Zibran menghela napas, menggenggam erat tangan Kaffa yang membawanya masuk ke dalam area rumah tersebut. Ia benar-benar gugup untuk kali ini, apa yang akan terjadi berisiko cukup besar.

Pintu itu akhirnya terbuka setelah beberapa kali Kaffa mengetuk pintu. Sosok itu akhirnya keluar, berseru lantang memanggil Kaffa hingga menarik Kaffa ke dalam dekapnya.

Zibran tak bersuara. Elma langsung menarik Kaffa darinya dengan cepat, seolah-olah tak ingin anak itu tesentuh olehnya.

Elma mendekap Kaffa dengan begitu erat, membawa cucunya masuk dan membanting pintu dengan keras tanpa peduli pada Zibran di luar sana yang mulai berteriak sambil menggedor pintu dengan keras.

***

"Apa yang terjadi? Mengapa kamu bersamanya?"

Elma melepaskan dekapnya, menatap Kaffa penuh tanya dengan panik, serta emosi yang dapat terbaca dengan jelas oleh Kaffa.
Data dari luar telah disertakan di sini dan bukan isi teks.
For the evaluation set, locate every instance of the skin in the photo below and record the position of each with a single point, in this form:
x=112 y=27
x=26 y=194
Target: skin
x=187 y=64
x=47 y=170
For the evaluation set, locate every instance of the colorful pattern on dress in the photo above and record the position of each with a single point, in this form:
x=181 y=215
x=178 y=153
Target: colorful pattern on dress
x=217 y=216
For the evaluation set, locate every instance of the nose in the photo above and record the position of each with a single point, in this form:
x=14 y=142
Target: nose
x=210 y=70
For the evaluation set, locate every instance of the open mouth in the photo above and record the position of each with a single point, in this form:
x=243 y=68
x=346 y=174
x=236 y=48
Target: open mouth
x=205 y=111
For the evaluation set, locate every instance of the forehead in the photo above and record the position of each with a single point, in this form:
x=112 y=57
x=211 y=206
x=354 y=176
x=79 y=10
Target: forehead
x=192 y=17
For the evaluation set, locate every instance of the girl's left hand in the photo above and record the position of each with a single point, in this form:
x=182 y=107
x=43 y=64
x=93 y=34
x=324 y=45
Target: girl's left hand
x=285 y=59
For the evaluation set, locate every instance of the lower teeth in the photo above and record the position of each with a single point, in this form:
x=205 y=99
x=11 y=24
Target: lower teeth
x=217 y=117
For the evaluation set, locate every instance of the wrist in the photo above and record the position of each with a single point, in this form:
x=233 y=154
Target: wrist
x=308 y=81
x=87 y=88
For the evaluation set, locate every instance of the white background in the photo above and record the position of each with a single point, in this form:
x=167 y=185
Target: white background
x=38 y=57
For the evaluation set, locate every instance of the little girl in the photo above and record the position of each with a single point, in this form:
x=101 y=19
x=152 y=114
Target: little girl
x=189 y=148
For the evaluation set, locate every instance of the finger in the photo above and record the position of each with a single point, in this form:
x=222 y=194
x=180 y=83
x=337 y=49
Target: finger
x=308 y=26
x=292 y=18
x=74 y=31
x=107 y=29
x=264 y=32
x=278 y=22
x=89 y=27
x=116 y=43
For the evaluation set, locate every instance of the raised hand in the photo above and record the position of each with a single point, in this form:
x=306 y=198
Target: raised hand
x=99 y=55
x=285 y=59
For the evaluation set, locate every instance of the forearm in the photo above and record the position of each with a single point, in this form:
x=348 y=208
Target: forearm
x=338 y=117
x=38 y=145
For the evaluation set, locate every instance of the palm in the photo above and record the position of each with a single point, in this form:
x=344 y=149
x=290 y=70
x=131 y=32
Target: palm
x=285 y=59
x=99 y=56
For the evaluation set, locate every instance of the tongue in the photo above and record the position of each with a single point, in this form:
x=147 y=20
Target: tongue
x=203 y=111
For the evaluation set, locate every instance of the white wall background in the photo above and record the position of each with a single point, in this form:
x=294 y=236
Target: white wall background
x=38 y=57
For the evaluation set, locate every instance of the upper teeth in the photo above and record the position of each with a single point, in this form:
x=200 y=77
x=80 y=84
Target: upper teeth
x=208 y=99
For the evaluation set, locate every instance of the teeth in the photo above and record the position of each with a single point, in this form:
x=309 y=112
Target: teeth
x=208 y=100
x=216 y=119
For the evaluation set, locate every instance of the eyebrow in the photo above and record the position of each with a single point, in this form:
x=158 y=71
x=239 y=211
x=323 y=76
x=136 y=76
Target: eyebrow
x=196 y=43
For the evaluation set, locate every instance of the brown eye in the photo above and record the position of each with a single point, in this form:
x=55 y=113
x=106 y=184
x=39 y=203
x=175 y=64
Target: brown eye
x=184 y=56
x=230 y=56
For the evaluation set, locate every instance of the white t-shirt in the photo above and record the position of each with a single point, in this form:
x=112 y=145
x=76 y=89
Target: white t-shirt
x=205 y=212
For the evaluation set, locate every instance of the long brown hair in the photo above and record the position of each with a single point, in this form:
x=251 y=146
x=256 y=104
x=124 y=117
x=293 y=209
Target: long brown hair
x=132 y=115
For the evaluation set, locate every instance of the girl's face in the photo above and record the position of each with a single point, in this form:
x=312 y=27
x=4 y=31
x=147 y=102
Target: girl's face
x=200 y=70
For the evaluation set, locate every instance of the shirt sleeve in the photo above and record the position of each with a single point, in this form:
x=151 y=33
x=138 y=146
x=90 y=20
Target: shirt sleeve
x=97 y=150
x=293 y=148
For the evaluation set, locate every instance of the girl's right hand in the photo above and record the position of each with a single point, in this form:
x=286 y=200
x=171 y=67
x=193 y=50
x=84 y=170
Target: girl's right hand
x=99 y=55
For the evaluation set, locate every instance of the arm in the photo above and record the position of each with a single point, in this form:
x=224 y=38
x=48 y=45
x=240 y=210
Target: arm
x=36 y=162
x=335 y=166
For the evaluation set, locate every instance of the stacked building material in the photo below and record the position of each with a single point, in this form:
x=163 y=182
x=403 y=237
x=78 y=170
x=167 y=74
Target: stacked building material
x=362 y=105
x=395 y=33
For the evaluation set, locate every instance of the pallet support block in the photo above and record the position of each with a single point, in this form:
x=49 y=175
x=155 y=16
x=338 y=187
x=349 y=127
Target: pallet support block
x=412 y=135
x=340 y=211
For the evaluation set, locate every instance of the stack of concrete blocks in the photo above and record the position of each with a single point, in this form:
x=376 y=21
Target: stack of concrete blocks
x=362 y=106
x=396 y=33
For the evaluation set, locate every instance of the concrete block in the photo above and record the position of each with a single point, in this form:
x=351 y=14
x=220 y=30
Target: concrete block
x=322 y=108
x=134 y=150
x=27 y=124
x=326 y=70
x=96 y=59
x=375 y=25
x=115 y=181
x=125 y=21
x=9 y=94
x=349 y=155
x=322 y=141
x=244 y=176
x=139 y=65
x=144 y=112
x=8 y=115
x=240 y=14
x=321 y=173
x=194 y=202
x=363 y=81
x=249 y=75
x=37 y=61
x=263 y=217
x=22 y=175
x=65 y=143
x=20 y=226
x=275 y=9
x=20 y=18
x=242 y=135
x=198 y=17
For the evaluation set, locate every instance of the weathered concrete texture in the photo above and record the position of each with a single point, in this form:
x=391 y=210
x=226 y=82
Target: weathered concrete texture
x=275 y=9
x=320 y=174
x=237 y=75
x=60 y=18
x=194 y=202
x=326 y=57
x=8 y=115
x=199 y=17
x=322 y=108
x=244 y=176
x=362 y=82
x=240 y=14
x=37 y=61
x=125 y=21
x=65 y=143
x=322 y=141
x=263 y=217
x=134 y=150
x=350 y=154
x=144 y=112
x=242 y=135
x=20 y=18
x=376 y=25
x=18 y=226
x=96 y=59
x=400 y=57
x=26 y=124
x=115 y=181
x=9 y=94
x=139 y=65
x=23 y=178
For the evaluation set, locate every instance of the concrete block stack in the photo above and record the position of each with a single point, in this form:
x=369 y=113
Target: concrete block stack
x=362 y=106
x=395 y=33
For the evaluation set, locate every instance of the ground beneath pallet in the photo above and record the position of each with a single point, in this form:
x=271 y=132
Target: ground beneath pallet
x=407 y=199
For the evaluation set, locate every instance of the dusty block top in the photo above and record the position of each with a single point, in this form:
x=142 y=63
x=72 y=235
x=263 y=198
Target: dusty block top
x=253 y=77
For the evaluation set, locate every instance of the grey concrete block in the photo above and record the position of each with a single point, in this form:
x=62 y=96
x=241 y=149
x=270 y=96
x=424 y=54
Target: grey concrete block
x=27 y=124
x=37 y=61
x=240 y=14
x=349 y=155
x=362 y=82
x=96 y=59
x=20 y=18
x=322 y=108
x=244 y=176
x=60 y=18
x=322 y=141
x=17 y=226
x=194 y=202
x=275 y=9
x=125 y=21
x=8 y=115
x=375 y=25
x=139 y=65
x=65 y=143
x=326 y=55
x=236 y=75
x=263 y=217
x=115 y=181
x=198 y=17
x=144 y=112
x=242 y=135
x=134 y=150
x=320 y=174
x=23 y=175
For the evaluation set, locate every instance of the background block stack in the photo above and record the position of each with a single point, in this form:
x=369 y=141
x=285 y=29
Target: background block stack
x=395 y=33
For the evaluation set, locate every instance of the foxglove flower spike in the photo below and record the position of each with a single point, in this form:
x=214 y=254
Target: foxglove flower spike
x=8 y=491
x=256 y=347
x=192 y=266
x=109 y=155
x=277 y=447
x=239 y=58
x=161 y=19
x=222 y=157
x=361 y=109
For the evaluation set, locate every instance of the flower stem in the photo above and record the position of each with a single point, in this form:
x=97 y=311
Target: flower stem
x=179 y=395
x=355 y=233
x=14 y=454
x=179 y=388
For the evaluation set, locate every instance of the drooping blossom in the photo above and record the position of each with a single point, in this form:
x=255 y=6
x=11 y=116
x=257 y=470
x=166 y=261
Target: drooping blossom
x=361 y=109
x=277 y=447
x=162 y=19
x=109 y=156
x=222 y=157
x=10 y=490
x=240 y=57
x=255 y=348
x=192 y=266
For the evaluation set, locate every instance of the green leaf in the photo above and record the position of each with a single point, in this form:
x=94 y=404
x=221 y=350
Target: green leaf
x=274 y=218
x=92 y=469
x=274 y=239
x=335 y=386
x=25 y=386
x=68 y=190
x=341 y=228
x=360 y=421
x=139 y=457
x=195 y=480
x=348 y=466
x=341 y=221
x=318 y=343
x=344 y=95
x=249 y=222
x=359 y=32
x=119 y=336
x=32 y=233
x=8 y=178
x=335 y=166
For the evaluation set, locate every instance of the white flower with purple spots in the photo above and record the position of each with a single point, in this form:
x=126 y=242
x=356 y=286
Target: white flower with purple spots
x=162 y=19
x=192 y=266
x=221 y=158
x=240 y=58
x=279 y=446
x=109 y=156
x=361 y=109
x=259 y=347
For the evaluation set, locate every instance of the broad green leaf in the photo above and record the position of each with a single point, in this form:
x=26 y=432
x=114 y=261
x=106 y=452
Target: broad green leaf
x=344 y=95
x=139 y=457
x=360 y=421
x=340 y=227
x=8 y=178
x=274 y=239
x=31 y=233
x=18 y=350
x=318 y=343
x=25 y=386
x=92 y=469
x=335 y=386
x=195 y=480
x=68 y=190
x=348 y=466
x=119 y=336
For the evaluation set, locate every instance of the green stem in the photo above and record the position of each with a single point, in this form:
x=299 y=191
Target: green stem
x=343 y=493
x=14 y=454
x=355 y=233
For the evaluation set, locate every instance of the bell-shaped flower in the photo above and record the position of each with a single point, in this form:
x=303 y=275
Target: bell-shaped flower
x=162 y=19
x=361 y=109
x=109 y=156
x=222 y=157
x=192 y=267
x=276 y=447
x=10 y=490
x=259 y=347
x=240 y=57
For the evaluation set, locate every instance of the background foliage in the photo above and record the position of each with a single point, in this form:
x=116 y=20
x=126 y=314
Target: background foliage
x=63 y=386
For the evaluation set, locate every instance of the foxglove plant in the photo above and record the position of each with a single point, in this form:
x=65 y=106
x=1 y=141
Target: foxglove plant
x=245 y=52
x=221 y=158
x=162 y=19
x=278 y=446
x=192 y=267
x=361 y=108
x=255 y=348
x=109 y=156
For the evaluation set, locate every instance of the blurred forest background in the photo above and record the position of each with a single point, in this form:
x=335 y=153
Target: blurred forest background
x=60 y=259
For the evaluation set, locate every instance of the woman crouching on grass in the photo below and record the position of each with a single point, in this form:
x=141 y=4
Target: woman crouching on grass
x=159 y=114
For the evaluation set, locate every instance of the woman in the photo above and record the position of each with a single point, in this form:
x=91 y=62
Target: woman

"Nek." Kaffa menggenggam tangan Elma, menatap wanita tersebut dan membawanya duduk pada sofa, berusaha menenangkan neneknya yang saat ini emosi.

"Selama ini kamu bersamanya? Bagaimana kamu bisa dekat dengan pria  itu? Kamu tahu betapa cemas Nenek padamu, tapi kamu malah bersamanya."

"Ne-"

"Jangan bilang kamu menerimanya setelah apa yang ia lakukan padamu dan ibumu," sela Elma dengan penuh emosi, "Bajingan itu telah membuat ibumu menderita selama ini!"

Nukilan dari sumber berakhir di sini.